Coming to work at DLA in the final years of his Army career has given Quinn the chance to begin a revamp of the ecclesiastical supply system, something that hasn’t been done since he helped create it in the late ‘90s as a combat developer. The system contains more than 800 items, some duplicates, others that have never been ordered.

“When it was stood up, we just went through religious supply catalogs and picked stuff out. So the same items that were put in as placeholders are still there today, even though they’ve never been ordered in 20 years – things like vestments, furniture, literature,” he said.

Quinn and his team surveyed chaplains and chaplain’s assistants throughout the services to determine what they really need. A complete scrub of the current system should be completed early next year, he added.

The chaplain has also helped energize Bible study classes held at DLA Headquarters every Thursday during lunch.

“The energy he brought, plus the historical background and insight he provided, has been great for our Bible study classes. He’s inspired me to do additional research when preparing for lessons,” said Bryant Dunston, a DLA Human Resources employee who has led the group since 2001.

“He also challenged us to interpret the Bible outside of our denominational persuasions. That’s been refreshing for all of us,” he added, “because in the workplace you have people with different beliefs and backgrounds.”

Dunston and Edmisten both said they will miss the chaplain and his gregarious personality when he’s gone.

“This is my first experience working with a chaplain colonel, and he’s made it enjoyable. He has a story for nearly everything.
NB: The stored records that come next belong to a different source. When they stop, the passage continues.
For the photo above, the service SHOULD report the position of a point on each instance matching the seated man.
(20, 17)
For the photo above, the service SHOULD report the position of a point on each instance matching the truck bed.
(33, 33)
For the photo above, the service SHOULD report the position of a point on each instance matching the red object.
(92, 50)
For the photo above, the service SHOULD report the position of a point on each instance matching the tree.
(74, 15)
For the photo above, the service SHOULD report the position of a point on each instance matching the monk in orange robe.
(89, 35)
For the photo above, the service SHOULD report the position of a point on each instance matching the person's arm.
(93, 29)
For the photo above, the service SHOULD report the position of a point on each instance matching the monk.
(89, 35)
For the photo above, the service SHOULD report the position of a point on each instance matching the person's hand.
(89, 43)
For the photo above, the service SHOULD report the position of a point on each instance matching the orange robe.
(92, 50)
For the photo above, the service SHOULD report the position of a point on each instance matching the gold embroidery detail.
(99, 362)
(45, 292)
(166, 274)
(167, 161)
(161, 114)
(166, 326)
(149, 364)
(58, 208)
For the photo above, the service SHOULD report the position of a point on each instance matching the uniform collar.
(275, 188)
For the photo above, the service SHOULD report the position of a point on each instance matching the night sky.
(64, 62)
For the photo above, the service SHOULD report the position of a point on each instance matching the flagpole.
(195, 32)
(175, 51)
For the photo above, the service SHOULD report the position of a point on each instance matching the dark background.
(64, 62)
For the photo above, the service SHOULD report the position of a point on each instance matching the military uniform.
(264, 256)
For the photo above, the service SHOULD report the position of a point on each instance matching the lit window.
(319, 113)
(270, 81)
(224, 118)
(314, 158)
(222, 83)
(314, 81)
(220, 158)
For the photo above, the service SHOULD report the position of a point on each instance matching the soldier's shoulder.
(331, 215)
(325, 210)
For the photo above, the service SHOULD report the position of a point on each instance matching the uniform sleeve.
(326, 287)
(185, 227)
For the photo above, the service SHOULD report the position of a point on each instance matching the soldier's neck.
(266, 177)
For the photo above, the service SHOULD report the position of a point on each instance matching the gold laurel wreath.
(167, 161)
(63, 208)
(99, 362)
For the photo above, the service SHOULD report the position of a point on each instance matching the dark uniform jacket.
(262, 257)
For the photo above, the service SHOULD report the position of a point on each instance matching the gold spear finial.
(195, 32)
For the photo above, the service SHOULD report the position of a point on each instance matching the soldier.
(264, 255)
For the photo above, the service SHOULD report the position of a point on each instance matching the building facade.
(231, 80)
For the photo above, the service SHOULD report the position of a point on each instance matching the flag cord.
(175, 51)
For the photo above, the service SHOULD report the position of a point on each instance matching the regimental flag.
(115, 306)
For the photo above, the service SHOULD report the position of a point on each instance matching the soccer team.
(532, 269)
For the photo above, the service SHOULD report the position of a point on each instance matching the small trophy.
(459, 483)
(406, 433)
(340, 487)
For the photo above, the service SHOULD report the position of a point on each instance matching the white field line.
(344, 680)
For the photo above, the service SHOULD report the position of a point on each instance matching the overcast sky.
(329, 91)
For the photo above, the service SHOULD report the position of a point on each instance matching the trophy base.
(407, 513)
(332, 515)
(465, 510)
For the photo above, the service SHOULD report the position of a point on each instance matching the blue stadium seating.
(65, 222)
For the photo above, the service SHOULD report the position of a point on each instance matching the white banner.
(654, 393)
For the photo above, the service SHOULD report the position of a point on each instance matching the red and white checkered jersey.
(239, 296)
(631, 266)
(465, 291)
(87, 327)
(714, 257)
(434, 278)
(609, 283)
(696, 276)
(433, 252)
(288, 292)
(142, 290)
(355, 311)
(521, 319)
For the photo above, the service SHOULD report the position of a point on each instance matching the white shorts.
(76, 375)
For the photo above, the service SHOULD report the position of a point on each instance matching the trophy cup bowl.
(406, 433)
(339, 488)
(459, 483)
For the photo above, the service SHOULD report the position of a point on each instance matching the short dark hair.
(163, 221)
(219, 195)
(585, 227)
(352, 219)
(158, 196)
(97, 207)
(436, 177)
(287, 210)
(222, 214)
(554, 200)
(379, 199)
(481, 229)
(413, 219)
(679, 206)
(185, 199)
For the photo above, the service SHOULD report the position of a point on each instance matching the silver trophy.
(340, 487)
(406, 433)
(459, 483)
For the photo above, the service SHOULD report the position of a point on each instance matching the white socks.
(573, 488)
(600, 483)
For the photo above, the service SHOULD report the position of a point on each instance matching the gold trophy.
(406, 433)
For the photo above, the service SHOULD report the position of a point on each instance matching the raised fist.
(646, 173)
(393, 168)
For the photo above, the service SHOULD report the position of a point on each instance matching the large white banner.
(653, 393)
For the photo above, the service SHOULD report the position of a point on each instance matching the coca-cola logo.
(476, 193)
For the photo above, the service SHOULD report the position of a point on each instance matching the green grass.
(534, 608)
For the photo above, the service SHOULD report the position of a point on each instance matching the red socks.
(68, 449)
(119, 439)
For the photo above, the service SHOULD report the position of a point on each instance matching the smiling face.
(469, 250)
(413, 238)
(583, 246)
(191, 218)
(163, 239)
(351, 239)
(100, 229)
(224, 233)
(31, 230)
It’s been fascinating to listen to him share those stories and tips he’s learned from his 30-plus years in the Army,” Edmisten added.

With retirement comes a new quest for Quinn. After finishing several home construction projects at his dad’s house in Florida, he plans to return to the area with his sights set on the U.S. State Department.

“The State Department doesn’t have a chaplaincy, and after talking with some of the folks that were in the U.S. Embassy when I was in Kuwait, I just feel they need a chaplain’s support. So when I come back, I’ll start making trips to Capitol Hill to see if I can drum up support for a State Department chaplaincy,” he said.

Quinn hopes to create a corps of 15 chaplains for the State Department. His retirement ceremony will take place at 2 p.m. in the Kabeisman Conference Center.